Wednesday, 11 February 2009

Notes on the Java Memory Model and Garbage Collection

Understanding the Java Memory Model is key to understanding critical Java behaviour, including Garbage Collection, thread synchronization, volatile and class and object management. The diagram below is the starting point to items listed in this blog entry.



  • Class loading, into the Heap (shared between threads), is carried out in the following sequence:
    1. On start-up, the JVM loads the objects it requires to operate using the Bootstrap Loader.

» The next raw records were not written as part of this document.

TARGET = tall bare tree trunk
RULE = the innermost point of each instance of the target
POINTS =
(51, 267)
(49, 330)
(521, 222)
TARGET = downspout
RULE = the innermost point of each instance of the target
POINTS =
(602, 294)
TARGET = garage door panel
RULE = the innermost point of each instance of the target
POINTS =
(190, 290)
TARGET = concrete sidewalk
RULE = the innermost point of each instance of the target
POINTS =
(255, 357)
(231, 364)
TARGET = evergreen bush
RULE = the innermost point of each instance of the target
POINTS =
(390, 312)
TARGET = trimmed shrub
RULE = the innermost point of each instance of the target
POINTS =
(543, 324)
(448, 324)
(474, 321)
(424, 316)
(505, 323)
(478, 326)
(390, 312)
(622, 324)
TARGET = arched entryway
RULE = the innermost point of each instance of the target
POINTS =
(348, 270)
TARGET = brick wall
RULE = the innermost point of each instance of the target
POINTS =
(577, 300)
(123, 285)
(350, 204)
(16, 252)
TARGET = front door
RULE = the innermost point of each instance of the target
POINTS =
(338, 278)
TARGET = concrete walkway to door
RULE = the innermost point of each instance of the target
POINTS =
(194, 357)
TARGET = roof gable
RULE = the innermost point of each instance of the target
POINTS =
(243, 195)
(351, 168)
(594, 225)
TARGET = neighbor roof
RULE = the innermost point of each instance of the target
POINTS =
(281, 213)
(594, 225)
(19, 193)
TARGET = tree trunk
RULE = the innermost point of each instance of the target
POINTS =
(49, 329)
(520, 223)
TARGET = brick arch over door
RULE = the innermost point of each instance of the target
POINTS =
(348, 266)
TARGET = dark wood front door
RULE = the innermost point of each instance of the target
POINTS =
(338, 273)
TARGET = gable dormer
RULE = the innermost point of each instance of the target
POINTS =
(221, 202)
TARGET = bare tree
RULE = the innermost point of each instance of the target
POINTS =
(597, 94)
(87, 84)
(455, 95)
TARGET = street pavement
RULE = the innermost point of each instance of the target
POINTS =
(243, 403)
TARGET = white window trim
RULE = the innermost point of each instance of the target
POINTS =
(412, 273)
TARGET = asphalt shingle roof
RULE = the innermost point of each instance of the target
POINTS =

These objects are obtained from class files in rt.jar
    2. The ExtClassLoader will load classes from the path specified by the property java.ext.dir
    3. All other required classes are loaded by the AppClassLoader from locations specified in the CLASSPATH. These objects are loaded as required by individual threads.
  • Garbage Collection aims to free heap memory used by objects that can't be reached from a root object.
  • Root objects are either:
    • Local variables on the stack
    • Parameters of functions on the stack
    • JNI native references
    • All classes loaded by the bootstrap Loader
  • Note the different types of references (see this Sun page for details), going from strongest to weakest reachability:
    1. An object is strongly reachable if it can be reached by some thread without traversing any reference objects. A newly-created object is strongly reachable by the thread that created it.
    2. An object is softly reachable if it is not strongly reachable but can be reached by traversing a soft reference.
    3. An object is weakly reachable if it is neither strongly nor softly reachable but can be reached by traversing a weak reference. When the weak references to a weakly-reachable object are cleared, the object becomes eligible for finalization.
    4. An object is phantom reachable if it is neither strongly, softly, nor weakly reachable, it has been finalized, and some phantom reference refers to it.
    5. Finally, an object is unreachable, and therefore eligible for reclamation, when it is not reachable in any of the above ways.
  • Retained Set - the objects that would be garbage collected
  • Retained Size - the memory that would be released once the retained set was collected
  • Garbage Collection is based on the generational heap model outlined in the diagram above (where the green boxes, Eden Survivor 1 and 2, are the Young Generation):
    1. New objects allocated to Eden space.
    2. Once Eden is "full", objects are garbage collected and survivors are placed into one of the survivior spaces. The vast majority of objects will never make it into the survivor space as they will die soon after creation.
    3. Once Eden or the Survivor space is full, the objects in both are garbage collected and placed in the other survivor space.
    4. Objects in the Survivor space that survive several generations are copied into the tenured space.
  • The proportion of the heap made available to each generation can be controlled on starting the JVM as follows:
    • -XX:NewRatio=3 will provide a ratio between the Young and Tenured generation of 1 to 3
    • -XX:SurvivorRatio=6 will provide a ratio between the each Survivor space and Eden as 1 to 6.
  • Java 1.5 provides 4 garbage collectors to allow for compromise between throughput and pausing:
    • The Default Collector
    • The Throughput Collector (Parallel GC)
    • The Concurrent Low Pause Collector (Concurrent GC)
    • The incremental low-pause collector (Not supported in future releases)
  • To measure basic GC performance, use the argument -verbose:gc output on startup. As explained by Pete Freitag, the output [GC 325407K->83000K(776768K), 0.2300771 secs] would mean:
    • GC - Indicates that it was a minor collection (young generation). If it had said Full GC then that indicates that it was a major collection (tenured generation).
    • 325407K - The combined size of live objects before garbage collection.
    • 83000K - The combined size of live objects after garbage collection.
    • (776768K) - the total available space, not counting the space in the permanent generation, which is the total heap minus one of the survivor spaces.
    • 0.2300771 secs - time it took for garbage collection to occur

2 comments:

Unknown said...

Nice pic ... but what's the difference between the method area and the permanent generation?

Jason Harris said...

The permanent generation is where the JVM stores objects it needs to carry out generic activity. These objects are not reachable from standard Java applications. The Method area, on the other hand, is where the JVM stores the Class objects (which includes the methods on each class) loaded as a result of running the Java applications hosted by the JVM.